In this paper a new method for mapping DSP algorithms into application specific processor is proposed which takes into account structural properties of FPGA, minimises its hardware volume, and provides designing pipelined structures with high clock frequency. The method is based on the representing DFG in multidimensional space with time, resource number, operation type coordinates and its mapping into subspaces of structures and events. Searching for the optimised structure is implemented by the linear algebra and linear programming methods or by another approaches. The operator sheduling and allocation are performed implicitly and simultaneously by the direct searching and therefore the optimisation process has decreased complexity.
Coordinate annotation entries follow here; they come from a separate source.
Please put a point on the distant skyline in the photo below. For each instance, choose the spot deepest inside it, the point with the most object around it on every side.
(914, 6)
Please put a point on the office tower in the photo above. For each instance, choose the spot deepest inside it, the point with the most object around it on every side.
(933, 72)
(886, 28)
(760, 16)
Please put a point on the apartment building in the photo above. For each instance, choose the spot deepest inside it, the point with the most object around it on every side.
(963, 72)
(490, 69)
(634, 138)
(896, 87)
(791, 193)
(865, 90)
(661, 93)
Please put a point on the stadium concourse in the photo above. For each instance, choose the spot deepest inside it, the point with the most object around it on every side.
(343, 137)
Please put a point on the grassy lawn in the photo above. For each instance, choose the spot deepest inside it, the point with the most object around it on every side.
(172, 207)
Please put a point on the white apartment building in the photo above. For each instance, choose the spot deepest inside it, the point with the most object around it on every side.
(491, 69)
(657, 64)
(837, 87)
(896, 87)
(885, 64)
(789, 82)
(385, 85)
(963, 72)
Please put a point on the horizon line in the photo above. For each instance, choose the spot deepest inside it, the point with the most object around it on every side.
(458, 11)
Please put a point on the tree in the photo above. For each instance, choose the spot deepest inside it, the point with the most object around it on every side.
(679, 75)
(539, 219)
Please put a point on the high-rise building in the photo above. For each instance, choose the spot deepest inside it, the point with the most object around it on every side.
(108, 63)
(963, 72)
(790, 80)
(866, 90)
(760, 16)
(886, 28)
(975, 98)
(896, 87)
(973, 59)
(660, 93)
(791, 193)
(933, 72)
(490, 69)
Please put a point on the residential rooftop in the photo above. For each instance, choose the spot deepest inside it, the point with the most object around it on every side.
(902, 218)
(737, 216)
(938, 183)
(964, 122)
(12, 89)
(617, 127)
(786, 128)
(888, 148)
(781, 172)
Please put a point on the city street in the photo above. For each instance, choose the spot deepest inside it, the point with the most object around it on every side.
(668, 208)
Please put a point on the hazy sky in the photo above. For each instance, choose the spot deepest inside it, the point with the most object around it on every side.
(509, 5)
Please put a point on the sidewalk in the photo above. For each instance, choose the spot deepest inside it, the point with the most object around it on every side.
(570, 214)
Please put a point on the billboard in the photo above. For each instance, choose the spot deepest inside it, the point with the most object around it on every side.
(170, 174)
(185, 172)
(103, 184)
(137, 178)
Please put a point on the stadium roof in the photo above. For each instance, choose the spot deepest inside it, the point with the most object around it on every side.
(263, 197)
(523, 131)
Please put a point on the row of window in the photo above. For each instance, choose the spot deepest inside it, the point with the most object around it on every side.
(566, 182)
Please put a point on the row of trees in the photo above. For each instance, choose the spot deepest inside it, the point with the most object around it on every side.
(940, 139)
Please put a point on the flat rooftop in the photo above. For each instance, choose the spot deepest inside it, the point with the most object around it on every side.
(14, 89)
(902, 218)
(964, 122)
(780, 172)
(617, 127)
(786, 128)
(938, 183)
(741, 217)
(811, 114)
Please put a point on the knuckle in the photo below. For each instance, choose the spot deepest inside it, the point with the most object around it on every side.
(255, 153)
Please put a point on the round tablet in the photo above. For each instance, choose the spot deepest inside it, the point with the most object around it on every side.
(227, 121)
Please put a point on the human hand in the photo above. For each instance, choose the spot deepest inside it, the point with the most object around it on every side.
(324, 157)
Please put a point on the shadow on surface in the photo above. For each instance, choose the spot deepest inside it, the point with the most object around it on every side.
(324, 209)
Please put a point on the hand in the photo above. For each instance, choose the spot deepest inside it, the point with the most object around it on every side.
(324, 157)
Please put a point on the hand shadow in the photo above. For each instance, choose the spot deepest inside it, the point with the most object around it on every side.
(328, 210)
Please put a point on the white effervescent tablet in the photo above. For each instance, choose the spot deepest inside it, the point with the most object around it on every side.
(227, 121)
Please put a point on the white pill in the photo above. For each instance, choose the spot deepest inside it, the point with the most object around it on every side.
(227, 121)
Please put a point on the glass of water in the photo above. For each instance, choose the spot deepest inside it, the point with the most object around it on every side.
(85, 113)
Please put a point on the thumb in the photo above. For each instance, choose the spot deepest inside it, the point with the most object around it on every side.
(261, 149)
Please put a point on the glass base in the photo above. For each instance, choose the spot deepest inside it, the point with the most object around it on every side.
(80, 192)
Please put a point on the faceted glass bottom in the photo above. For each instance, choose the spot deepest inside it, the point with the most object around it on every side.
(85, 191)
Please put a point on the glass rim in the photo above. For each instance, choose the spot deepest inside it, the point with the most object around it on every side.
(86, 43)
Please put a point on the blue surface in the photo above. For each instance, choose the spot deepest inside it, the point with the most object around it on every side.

The register allocation is performed simultaneously with another resource allocation, which assures the maximum hardware utilisation effectiveness.
Some heuristics direct the mapping to implement pipelined processing units like multipliers and accumulators, that is preferable for FPGA. Derived structures are operating in pipelined regime providing high hardware utilisation effectiveness and minimised clock cycle period.
This method has showed good results by the development of the library of IIR filter structures. The development and mapping of algorithm configurations was held by means of a framework Paredit which is described in [7]. The library contains a set of parametrised IIR filter structures and is intended to computer aided design of digital signal processing systems on the base of FPGAs. The structural parameters are filter order and latency L. The library consists of structural models of filters described by VHDL language in synthesable style, and therefore can be translated both into FPGA of any type and into ASIC using such synthesis tools like Synopsys.
References
1. J. Rabaey, H. de Man, J. Vanhoof, G. Gossens, F. Catthoor, CATHEDRAL-II: A Synthesis System for Multiprocessor DSP Systems, In D.D.Gajski , ed., Silicon Compilation, Addison-Wesley, 1988, pp. 311-360.
2. P. E. R. Lippens, J. L. van Meerbergen, A. van der Werf, W. F. J. Verhaeght, PHIDEO: A Silicon Compiler for High Speed Algorithms, In Proc. European Design Automation Conf. (EDAC), pp. 436-441, 1991.
3. N. Park, A. C. Parker, Sehwa: A Software Package for Synthesis of Pipelines from Behavioral Specifications, IEEE Trans. CAD, 1988, V.7, N.3, p.356-370.
4. P. G. Paulin, J. P. Knight, Scheduling and Binding Algorithms for High-Level Synthesis, In Proc. 26-th ACM/IEEE Design Automation Conf. (DAC), 1989, p.1-6.
5. J. S. Kanevski, A. M. Sergyenko, H. Piech, A method for the structural synthesis of pipelined array processors, In Proc. 1-st Int. Conf. on Parallel Processing and Applied Math. – PPAM’94. Czestochowa (Poland), 1994, pp.100-109.
6. Yu. S. Kanevskiy, L. M. Loginova, A. M. Sergienko, Structured Design of Recursive Digital Filters, Enginering Simulation, 1996, V.13, pp. 381-390.
7. A. Sergyienko, A. Guzinski, Ju. Kanevski, A method for mapping unimodular loops into application specific parallel architectures, In Proc. 2-nd Int. Conf. on Parallel Procesing and Applied mathematics. PPAM’97. Zacopane, Poland, Sept. 2-5, 1997, p. 362-371.
8. VLSI and Modern Signal Processing, Ed. by S.Y.Kung, H.Whitehouse, T.Kailath, Prentice Hall, 1985.
9. The Synthesis Approach to Digital System Design, Ed. by P. Michel, U. Lauther, P. Duzy, Kluwer Akcademic Publishers, 1992.